(This bug imported from BugSplat, Netscape's internal bugsystem. It was known there as bug #336452 http://scopus.netscape.com/bugsplat/show_bug.cgi?id=336452 Imported into Bugzilla on 04/24/00 17:01) We are decoding an empty bit string. The DER is 03 01 00. The ASN.1 parser is asserting at secasn1d.c, line 1253 (on the HCL 1.57 tag): PR_ASSERT( state->pending > 0 ); It looks like maybe it can't handle the special case of an empty bit string, where there is only one content octet, as opposed to the normal case where the first content octet is the number of extra bits and the actualcontent starts on the second content octet. We ran into this while decoding a certificate that had an empty NS cert type extension. ------- Additional Comments From repka 12/03/98 14:16 ------- Does it work anyway if you continue past the assert? If not, can you tell me how badly you need it fixed (or in what release you would need it fixed)? (BTW, it seems a screwy way to encode an empty string. I don't see why, even for a BIT STRING, a plain length of zero isn't used to represent an empty string. Who made the cert?)

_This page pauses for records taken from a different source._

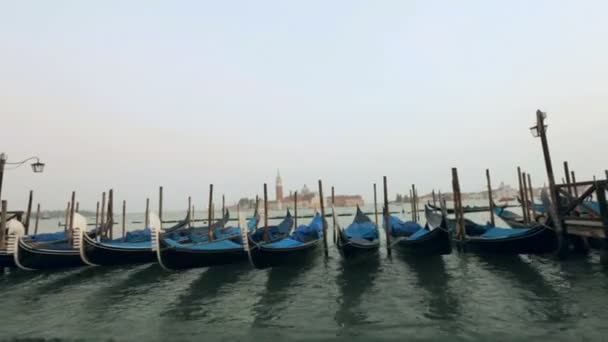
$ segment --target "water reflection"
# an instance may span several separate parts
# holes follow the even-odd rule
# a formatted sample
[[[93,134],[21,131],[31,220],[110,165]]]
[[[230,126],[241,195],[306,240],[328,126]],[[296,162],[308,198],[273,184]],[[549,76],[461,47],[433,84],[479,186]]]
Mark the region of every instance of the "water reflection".
[[[416,276],[417,288],[428,293],[425,301],[428,304],[428,311],[425,316],[442,320],[458,317],[461,313],[461,305],[458,297],[450,288],[451,277],[446,271],[443,257],[436,255],[413,258],[411,255],[402,253],[398,253],[398,255]]]
[[[196,320],[213,314],[207,304],[222,296],[222,288],[236,283],[245,273],[251,271],[246,263],[210,267],[190,284],[184,294],[171,305],[166,315],[183,320]]]
[[[374,285],[380,270],[380,260],[374,255],[358,260],[342,259],[336,282],[340,291],[338,309],[335,314],[340,328],[349,328],[365,323],[367,312],[360,309],[363,295]]]
[[[479,260],[488,271],[509,281],[512,288],[528,293],[523,302],[531,315],[541,315],[542,320],[550,322],[570,316],[560,293],[533,266],[533,259],[519,255],[479,255]]]
[[[254,326],[282,325],[281,312],[295,299],[291,298],[294,294],[290,289],[305,291],[305,287],[297,284],[297,281],[310,269],[317,267],[317,261],[315,257],[310,264],[302,267],[273,267],[268,271],[266,287],[253,307]]]

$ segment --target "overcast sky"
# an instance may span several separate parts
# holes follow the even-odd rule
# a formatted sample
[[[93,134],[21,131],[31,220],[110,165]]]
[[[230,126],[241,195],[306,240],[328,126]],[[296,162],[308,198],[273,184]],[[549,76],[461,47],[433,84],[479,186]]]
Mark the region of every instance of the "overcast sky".
[[[0,1],[3,198],[35,191],[94,208],[110,187],[143,210],[207,188],[229,202],[322,178],[329,192],[391,197],[541,185],[529,126],[548,112],[554,166],[608,160],[606,1]],[[217,197],[216,197],[217,198]]]

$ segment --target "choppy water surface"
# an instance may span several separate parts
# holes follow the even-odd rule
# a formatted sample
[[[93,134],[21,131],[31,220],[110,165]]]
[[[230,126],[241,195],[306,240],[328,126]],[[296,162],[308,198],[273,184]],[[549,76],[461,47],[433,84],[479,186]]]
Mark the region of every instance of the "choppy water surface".
[[[382,250],[348,263],[330,239],[329,258],[319,250],[297,269],[5,272],[0,338],[605,340],[607,290],[608,268],[595,253],[417,260]]]

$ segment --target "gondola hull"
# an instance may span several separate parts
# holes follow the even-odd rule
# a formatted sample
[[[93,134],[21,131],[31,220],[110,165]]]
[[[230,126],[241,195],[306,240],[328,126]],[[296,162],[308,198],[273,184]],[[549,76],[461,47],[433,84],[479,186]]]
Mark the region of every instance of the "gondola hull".
[[[127,246],[98,243],[84,234],[81,256],[84,262],[100,266],[143,264],[156,261],[156,253],[152,251],[151,247],[144,249]]]
[[[163,238],[158,239],[156,252],[159,263],[167,269],[187,269],[246,262],[248,254],[243,248],[234,249],[188,249],[173,247]]]
[[[276,266],[301,266],[310,261],[320,240],[290,248],[264,248],[254,246],[251,249],[251,262],[259,269]]]
[[[369,256],[370,254],[378,253],[380,242],[370,244],[359,244],[354,241],[349,241],[344,238],[338,238],[336,243],[340,255],[346,259],[359,258]]]
[[[450,233],[446,229],[435,228],[418,239],[397,239],[395,248],[412,255],[445,255],[452,253]]]
[[[15,258],[6,250],[0,250],[0,270],[5,267],[15,267]]]
[[[47,249],[19,239],[14,255],[15,264],[26,270],[44,270],[84,266],[78,249]]]
[[[546,226],[505,238],[467,237],[464,242],[466,250],[500,254],[547,254],[555,252],[557,246],[557,233]]]

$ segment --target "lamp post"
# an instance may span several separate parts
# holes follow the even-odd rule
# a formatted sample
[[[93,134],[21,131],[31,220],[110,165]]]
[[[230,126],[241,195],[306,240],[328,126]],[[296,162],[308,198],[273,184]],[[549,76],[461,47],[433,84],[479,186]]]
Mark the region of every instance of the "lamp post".
[[[2,198],[2,181],[4,178],[4,168],[6,165],[14,165],[13,168],[18,168],[19,166],[25,164],[30,160],[35,160],[34,163],[30,164],[32,166],[32,171],[34,171],[34,173],[40,173],[44,171],[44,163],[41,163],[38,157],[29,157],[19,162],[7,162],[6,160],[6,154],[0,153],[0,198]]]
[[[557,187],[555,186],[555,176],[553,175],[553,164],[551,163],[551,154],[549,153],[549,143],[547,142],[547,125],[545,125],[545,119],[547,119],[547,113],[541,112],[540,110],[536,111],[536,126],[530,127],[530,133],[535,138],[540,137],[540,141],[543,147],[543,155],[545,157],[545,167],[547,169],[547,178],[549,180],[549,194],[551,196],[551,201],[553,202],[553,219],[554,225],[557,228],[558,232],[561,232],[561,236],[559,238],[559,250],[558,255],[564,256],[567,252],[567,241],[568,241],[568,231],[565,226],[562,225],[561,222],[561,214],[560,214],[560,203],[559,197],[557,195]],[[549,208],[549,212],[551,213],[551,208]]]

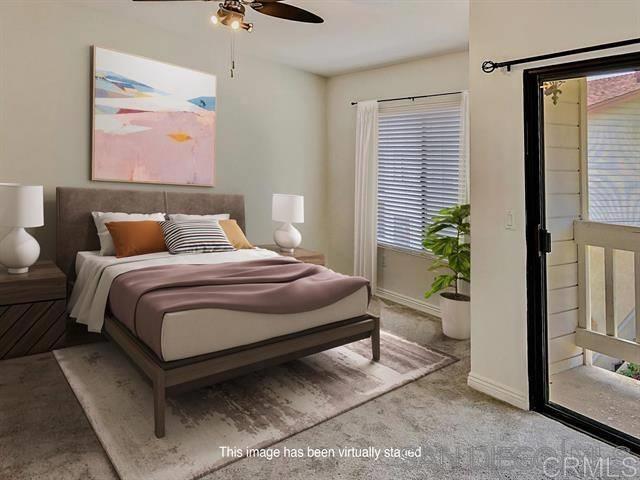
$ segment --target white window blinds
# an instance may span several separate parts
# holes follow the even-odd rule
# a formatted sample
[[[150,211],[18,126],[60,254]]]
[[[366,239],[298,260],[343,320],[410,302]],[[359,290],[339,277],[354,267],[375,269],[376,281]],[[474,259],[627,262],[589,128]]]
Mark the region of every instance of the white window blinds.
[[[424,251],[422,238],[433,216],[466,202],[466,98],[381,107],[378,244]]]

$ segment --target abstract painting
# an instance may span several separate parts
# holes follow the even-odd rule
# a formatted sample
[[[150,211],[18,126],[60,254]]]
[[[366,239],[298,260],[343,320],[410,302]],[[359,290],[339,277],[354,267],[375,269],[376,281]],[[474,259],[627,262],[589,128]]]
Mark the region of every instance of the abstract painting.
[[[94,47],[92,180],[213,186],[216,77]]]

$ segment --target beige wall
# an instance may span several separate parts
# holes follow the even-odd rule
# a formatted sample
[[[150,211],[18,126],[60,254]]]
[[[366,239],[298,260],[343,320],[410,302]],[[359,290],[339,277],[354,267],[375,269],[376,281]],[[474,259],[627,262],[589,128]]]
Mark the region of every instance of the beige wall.
[[[474,230],[469,382],[521,407],[528,406],[522,68],[487,75],[480,65],[484,60],[556,52],[638,33],[640,2],[635,0],[471,2]],[[572,60],[579,58],[587,57]],[[515,214],[514,231],[504,228],[507,210]]]
[[[324,249],[326,80],[246,53],[231,80],[226,35],[182,37],[82,3],[0,2],[0,182],[45,186],[43,257],[54,255],[57,185],[163,188],[89,181],[94,44],[217,75],[217,186],[166,188],[245,194],[258,243],[271,241],[271,194],[303,194],[304,243]]]
[[[353,271],[355,100],[425,95],[465,90],[468,80],[466,52],[443,55],[374,70],[340,75],[328,86],[328,215],[329,264],[345,273]],[[379,287],[424,301],[432,274],[430,260],[415,255],[379,250]],[[437,307],[437,299],[429,300]]]

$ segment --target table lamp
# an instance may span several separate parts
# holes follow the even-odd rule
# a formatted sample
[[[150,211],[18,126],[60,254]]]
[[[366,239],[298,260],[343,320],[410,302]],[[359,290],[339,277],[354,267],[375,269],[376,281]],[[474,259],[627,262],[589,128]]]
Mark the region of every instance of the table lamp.
[[[0,184],[0,226],[11,227],[0,241],[0,263],[9,273],[27,273],[40,245],[25,228],[44,225],[41,185]]]
[[[272,218],[276,222],[282,222],[273,233],[273,239],[280,247],[280,251],[293,253],[302,243],[302,235],[291,224],[304,223],[304,197],[302,195],[274,193]]]

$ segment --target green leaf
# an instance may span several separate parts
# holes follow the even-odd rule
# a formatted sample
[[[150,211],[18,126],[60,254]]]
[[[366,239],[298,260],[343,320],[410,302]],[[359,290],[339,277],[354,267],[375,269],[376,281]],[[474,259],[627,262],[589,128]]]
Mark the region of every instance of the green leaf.
[[[431,250],[435,255],[446,258],[456,248],[457,243],[456,238],[434,235],[426,237],[422,245],[426,249]]]
[[[438,222],[432,223],[431,226],[427,229],[427,235],[433,235],[434,233],[438,233],[445,228],[456,228],[456,225],[449,222]]]
[[[455,283],[455,281],[455,275],[438,275],[431,284],[431,290],[425,292],[424,298],[429,298],[431,295],[451,287]]]
[[[428,268],[428,270],[430,272],[435,272],[436,270],[440,270],[440,269],[443,269],[443,268],[446,268],[446,269],[450,270],[448,263],[443,262],[442,260],[436,260],[431,264],[431,266]]]
[[[466,240],[471,235],[470,215],[471,205],[468,203],[443,208],[426,229],[422,246],[436,257],[429,270],[448,269],[452,273],[438,275],[431,289],[425,293],[425,298],[455,285],[457,279],[469,281],[471,244]],[[454,231],[455,236],[451,236],[450,231]]]

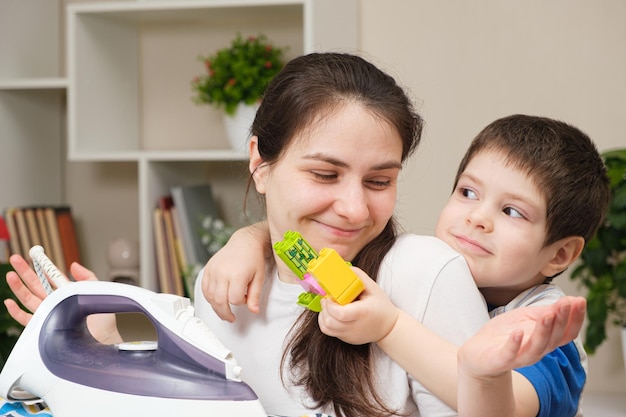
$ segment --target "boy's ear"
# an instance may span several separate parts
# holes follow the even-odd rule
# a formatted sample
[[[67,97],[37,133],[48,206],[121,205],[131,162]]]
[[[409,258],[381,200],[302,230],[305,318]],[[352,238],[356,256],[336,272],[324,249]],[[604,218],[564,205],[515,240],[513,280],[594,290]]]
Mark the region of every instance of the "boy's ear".
[[[565,271],[583,251],[585,239],[582,236],[570,236],[554,243],[556,252],[541,270],[544,277],[551,277]]]
[[[248,142],[248,153],[250,155],[250,162],[248,163],[248,169],[252,174],[254,185],[259,194],[265,194],[265,177],[266,166],[263,165],[263,158],[259,154],[259,138],[252,136]]]

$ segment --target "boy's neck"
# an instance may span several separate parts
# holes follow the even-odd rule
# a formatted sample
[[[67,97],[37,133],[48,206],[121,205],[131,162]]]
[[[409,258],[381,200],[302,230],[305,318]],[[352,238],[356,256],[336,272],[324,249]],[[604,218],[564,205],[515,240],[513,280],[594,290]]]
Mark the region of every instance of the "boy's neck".
[[[493,307],[500,307],[507,305],[515,297],[521,293],[528,291],[531,288],[541,284],[548,284],[546,277],[538,274],[534,277],[532,282],[526,282],[524,287],[480,287],[478,288],[487,304]]]
[[[479,288],[487,304],[500,307],[510,303],[522,291],[519,289],[505,289],[502,287]]]

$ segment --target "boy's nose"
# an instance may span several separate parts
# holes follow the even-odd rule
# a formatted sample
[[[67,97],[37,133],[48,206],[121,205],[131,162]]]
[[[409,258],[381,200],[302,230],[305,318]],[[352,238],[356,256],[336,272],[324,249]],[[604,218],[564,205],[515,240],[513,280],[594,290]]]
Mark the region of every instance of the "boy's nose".
[[[465,218],[465,222],[472,227],[483,229],[486,232],[493,230],[491,216],[481,207],[470,210]]]

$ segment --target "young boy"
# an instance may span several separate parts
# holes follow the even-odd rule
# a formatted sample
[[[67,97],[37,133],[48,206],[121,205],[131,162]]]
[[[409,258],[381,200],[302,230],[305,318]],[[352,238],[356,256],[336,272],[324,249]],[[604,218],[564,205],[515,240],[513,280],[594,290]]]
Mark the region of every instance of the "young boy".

Moving this bug over to bugzilla and reassigning to relyea so it doesn't get lost; not sure who will own the ASN.1 code in my absence. Also, nicolson never replied to my questions or bugged us about getting a fix, which is probably why I then forgot about this bug altogether. It's probably worth checking into at some point -- though it might be a strange encoding, the decoder should always either handle something or give up gracefully. Adding stevep to the cc list in case he has anything to add or knows anything about a "certificate that had an empty NS cert type extension".
Confirming, because of Bugsplat import. Gerv
Move bug status to assigned. (at least until I find a new owner for the DER encoder.